Encore ces jours ci (23 Février 2016), a eu lieu une envolée boursière du prix du pétrole qu’aucun évènement géopolitique ne justifiait… 12,3% en un jour ! La seule explication est le caractère imprévisible des effets de la guerre que se livre des ordinateurs concurrents. En rendant volatile sans raison le cours d’une matière première stratégique, cet évènement vient une fois de plus de démontrer le caractère irrationnel du mécanisme de fixation des prix. Ce petit jeu ferra, on le devine, des dégâts importants sur la balance commerciale des pays, gros consommateurs de pétrole, et ceci quelle que soit la qualité des acteurs économiques rationnels. Le prix des matières premières étant chaque jour joué sur un coup de dés… inutile désormais de passer du temps à faire des études de marché… Dès lors, pour nous : citoyens, salariés, entrepreneurs, retraités que faire ?                                                                                                                                                                                                 C’est simple !

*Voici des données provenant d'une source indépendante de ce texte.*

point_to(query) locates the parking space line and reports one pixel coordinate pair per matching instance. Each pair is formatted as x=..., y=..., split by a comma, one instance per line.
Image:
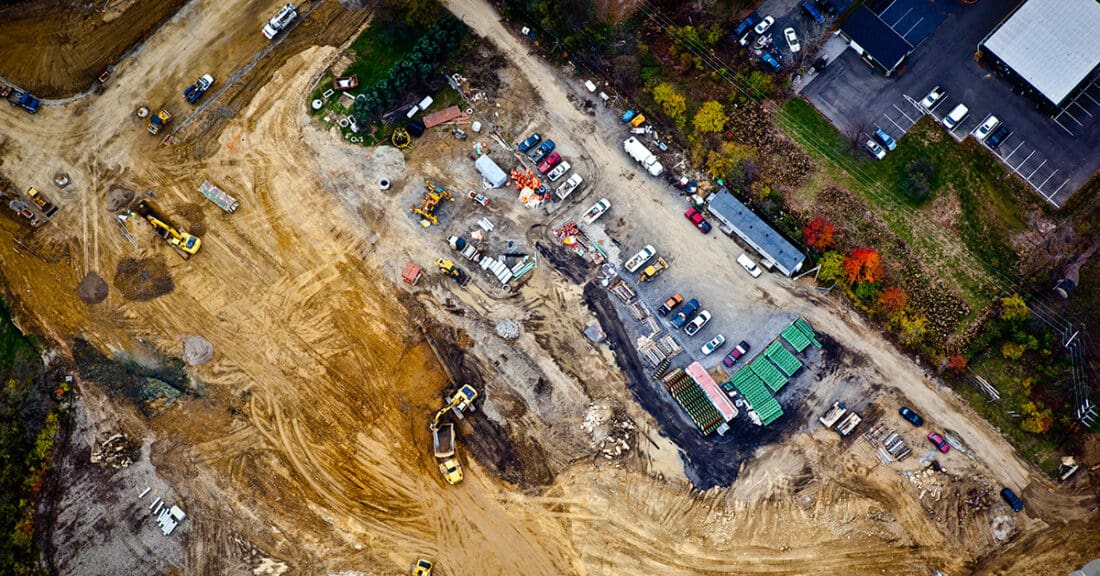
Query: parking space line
x=1046, y=180
x=894, y=123
x=904, y=114
x=1036, y=169
x=1025, y=161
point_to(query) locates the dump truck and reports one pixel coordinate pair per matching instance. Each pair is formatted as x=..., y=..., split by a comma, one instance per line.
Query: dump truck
x=217, y=196
x=157, y=121
x=653, y=270
x=182, y=242
x=442, y=435
x=196, y=90
x=641, y=155
x=279, y=21
x=47, y=208
x=24, y=100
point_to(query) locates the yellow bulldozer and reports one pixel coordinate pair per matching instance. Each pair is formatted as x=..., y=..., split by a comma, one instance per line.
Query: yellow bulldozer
x=442, y=435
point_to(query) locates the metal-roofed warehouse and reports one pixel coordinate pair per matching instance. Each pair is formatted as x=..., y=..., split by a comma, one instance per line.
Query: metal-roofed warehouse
x=875, y=41
x=756, y=232
x=1053, y=45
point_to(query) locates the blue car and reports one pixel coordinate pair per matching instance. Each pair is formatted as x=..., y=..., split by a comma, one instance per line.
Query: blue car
x=541, y=152
x=812, y=11
x=532, y=140
x=685, y=313
x=770, y=61
x=884, y=139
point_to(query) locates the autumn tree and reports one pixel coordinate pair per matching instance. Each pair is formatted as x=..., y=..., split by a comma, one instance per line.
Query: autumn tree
x=832, y=267
x=670, y=100
x=818, y=234
x=892, y=301
x=957, y=364
x=711, y=118
x=1014, y=309
x=862, y=265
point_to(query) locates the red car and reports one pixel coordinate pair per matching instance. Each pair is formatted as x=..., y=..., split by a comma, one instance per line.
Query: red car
x=696, y=218
x=549, y=163
x=939, y=442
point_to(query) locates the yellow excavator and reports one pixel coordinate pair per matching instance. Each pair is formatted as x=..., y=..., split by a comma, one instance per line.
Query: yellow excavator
x=442, y=435
x=185, y=243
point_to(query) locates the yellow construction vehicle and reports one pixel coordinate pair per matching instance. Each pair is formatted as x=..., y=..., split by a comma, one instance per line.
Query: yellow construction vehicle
x=442, y=435
x=449, y=268
x=430, y=202
x=183, y=242
x=157, y=121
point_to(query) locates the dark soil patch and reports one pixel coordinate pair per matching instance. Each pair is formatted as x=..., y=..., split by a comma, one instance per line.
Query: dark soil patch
x=143, y=279
x=92, y=288
x=708, y=462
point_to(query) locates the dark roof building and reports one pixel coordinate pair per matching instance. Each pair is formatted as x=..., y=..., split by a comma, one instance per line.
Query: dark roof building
x=748, y=226
x=1052, y=45
x=875, y=41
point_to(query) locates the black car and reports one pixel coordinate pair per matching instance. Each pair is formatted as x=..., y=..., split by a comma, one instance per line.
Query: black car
x=998, y=136
x=1013, y=500
x=911, y=416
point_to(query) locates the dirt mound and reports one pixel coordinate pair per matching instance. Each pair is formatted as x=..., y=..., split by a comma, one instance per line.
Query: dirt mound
x=197, y=351
x=92, y=288
x=143, y=278
x=196, y=219
x=119, y=198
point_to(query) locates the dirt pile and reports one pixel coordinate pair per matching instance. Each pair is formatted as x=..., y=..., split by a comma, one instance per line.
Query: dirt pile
x=92, y=288
x=119, y=198
x=197, y=351
x=143, y=279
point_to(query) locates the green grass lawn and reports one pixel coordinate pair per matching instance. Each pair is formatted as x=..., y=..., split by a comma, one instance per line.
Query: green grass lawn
x=991, y=202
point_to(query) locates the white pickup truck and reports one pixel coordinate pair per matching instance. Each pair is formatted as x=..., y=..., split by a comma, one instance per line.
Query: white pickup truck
x=279, y=21
x=641, y=155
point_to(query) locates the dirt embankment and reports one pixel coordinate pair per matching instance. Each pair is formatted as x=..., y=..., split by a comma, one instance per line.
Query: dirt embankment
x=56, y=48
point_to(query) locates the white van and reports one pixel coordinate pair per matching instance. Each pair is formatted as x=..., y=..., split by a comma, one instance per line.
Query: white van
x=956, y=115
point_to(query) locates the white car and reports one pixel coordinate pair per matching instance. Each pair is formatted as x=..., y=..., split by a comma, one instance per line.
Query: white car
x=955, y=117
x=987, y=126
x=713, y=345
x=749, y=265
x=765, y=24
x=559, y=170
x=697, y=323
x=875, y=148
x=641, y=257
x=792, y=40
x=933, y=98
x=597, y=210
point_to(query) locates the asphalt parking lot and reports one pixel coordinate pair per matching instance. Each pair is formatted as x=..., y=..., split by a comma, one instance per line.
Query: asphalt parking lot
x=789, y=14
x=1054, y=155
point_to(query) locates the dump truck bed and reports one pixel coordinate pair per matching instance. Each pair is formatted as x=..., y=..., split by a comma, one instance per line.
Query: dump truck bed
x=442, y=439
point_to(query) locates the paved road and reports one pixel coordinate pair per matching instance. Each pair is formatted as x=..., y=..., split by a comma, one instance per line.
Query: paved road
x=650, y=198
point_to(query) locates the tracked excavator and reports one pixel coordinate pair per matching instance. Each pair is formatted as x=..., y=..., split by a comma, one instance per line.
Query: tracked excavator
x=442, y=435
x=183, y=242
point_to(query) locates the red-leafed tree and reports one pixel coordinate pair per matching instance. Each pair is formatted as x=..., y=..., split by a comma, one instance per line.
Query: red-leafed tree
x=957, y=364
x=818, y=234
x=864, y=265
x=892, y=300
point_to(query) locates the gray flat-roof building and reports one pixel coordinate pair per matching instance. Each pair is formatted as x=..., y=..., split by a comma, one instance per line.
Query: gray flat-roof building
x=1052, y=45
x=757, y=233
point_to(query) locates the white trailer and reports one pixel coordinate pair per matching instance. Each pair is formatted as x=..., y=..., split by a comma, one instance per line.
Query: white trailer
x=641, y=155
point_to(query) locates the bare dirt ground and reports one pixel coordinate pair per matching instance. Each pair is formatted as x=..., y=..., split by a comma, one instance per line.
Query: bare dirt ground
x=301, y=446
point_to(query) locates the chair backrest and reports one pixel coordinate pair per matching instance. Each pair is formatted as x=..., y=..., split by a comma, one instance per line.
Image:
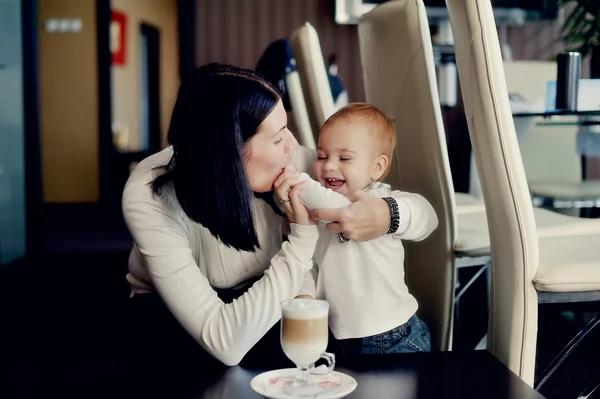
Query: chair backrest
x=313, y=75
x=512, y=330
x=303, y=131
x=399, y=75
x=549, y=153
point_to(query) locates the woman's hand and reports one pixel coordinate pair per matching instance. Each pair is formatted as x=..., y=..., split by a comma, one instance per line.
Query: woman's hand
x=287, y=189
x=368, y=217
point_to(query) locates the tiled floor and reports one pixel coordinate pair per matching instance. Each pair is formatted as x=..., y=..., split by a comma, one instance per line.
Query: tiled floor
x=63, y=324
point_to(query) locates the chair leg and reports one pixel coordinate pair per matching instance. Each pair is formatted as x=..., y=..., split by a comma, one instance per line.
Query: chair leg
x=592, y=391
x=567, y=350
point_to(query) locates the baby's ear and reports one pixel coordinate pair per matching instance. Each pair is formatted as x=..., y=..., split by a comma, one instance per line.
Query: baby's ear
x=381, y=164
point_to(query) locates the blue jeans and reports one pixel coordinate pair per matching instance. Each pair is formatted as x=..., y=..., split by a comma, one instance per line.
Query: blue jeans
x=412, y=336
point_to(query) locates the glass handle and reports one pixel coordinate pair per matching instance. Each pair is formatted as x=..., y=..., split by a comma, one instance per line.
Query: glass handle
x=321, y=370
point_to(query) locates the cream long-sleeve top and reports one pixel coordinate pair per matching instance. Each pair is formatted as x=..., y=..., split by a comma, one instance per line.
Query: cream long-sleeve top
x=364, y=281
x=184, y=263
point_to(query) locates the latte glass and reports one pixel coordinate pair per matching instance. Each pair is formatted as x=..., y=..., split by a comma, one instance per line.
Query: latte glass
x=304, y=338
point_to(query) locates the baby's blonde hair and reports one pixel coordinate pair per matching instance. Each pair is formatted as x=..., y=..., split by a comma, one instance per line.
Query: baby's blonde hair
x=379, y=124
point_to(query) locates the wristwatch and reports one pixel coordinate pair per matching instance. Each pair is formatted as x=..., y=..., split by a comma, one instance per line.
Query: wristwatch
x=394, y=215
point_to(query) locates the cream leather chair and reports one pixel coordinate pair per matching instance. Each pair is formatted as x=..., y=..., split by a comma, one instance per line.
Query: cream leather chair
x=399, y=75
x=304, y=131
x=313, y=75
x=386, y=35
x=527, y=269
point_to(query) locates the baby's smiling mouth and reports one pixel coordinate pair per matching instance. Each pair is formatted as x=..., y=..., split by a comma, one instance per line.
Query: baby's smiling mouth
x=334, y=184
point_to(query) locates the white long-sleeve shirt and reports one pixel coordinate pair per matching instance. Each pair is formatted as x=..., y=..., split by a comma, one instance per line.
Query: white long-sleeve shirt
x=364, y=281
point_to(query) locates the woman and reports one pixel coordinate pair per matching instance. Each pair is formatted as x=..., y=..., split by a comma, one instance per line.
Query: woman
x=205, y=215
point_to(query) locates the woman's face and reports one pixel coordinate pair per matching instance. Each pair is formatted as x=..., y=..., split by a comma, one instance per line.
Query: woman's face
x=269, y=150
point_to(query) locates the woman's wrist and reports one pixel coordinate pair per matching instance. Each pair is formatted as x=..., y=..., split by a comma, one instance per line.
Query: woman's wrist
x=394, y=215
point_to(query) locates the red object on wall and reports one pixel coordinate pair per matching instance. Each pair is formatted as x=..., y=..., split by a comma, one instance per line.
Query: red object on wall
x=118, y=34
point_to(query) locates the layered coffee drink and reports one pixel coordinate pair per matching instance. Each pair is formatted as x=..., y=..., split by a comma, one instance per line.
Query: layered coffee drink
x=304, y=330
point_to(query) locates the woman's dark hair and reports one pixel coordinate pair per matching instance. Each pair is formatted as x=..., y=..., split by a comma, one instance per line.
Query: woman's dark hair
x=218, y=109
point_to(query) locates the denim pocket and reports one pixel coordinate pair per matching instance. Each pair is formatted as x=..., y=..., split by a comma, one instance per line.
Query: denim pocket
x=412, y=336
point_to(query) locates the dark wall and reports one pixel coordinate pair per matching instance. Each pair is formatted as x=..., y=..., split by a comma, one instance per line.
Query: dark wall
x=238, y=31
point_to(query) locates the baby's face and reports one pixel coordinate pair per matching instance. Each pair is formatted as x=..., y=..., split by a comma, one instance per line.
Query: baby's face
x=347, y=157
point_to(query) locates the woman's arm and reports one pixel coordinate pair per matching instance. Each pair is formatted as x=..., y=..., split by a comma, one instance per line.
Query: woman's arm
x=309, y=285
x=226, y=331
x=417, y=217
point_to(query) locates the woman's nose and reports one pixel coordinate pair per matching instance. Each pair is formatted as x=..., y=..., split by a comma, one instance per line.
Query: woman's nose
x=291, y=142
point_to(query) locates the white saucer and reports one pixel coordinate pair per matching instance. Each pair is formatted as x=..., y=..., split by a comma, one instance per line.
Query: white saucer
x=333, y=385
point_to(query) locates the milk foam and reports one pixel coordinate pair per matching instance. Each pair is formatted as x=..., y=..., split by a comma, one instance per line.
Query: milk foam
x=304, y=309
x=303, y=354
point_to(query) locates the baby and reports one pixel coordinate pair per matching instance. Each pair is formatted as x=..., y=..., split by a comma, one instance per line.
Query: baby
x=371, y=309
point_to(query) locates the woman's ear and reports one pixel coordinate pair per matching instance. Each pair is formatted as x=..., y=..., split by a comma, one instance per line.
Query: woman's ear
x=381, y=164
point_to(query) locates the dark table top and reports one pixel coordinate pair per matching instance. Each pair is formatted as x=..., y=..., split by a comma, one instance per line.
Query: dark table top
x=474, y=374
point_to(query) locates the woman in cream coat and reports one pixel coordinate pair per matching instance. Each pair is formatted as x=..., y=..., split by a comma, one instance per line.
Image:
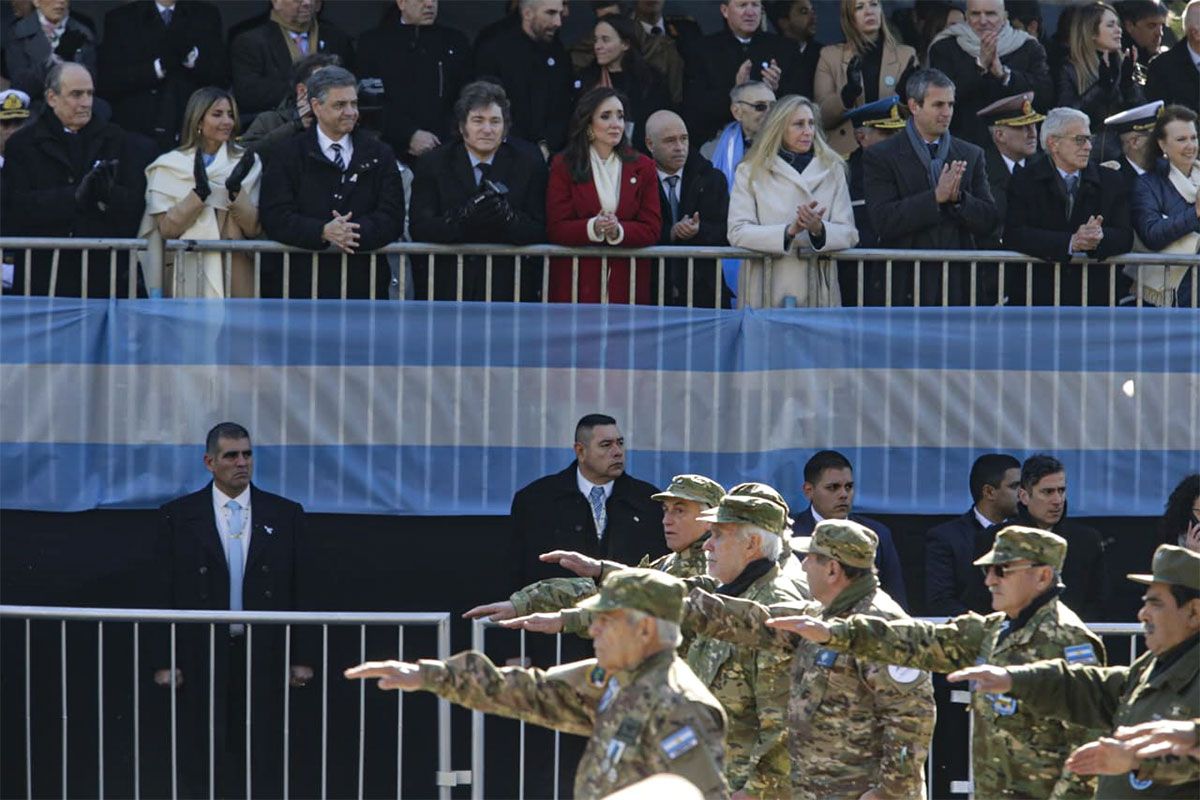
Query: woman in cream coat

Si ces insupportables chenapans souhaitent jouer – qu’ils le fassent… mais avec leurs euros, leurs dollars, leurs yens… devenues des monnaies de Monopoly. Quant à nous, réalisons nos échanges réels avec d’autres billets, ceux des monnaies alternatives.

Les monnaies complémentaires, titres d’échange n’ayant de valeur que pour un nombre réduit d’acteurs, ne sont pas vulnérables à de tels détournements d’usage. Par ailleurs, leur principe est connu depuis l’antiquité Égyptienne, et elles furent utilisées couramment en Europe jusqu’au XIII eme siècle avant de tomber dans l’oubli à partir de la Renaissance.

La crise de 1929, provoquée par l’éclatement d’une bulle spéculative répandit ruine et dépression économique sur tout le monde occidental. Ce fut l’occasion ici et là en Europe de voir reverdir cette idée. En Allemagne et en Autriche elles furent bien vite interdites. En Suisse au contraire tout ce passa bien. Quelques entreprises se protégèrent en créant une nouvelle monnaie complémentaire : Le franc-wir. De nos jours encore cette monnaie octogénaire continue d’exister et, récemment elle a même permis aux 60 000 entreprises adhérentes d’être préservées des manques de liquidités consécutifs aux crises financières et économiques découlant de celle des  « subprimes » de 2007.

Dans le sillage de cette première monnaie complémentaire du XX eme siècle, un nouveau concept s’est développé dès les années 1980. Ce sont les monnaies locales complémentaires. De nos jours la plupart d’entre elles comportent non seulement une contrainte de proximité favorisant les circuits courts, mais aussi des spécificités éthiques tournées vers le respect de la nature, de la qualité biologique, du lien social et des valeurs humaines.

La roue est une de ces monnaies ! Crée en 2012 dans le Vaucluse, elle est disponible et utilisable depuis 2014 dans le Vaucluse et les Bouches du Rhône. Profitez-en !!!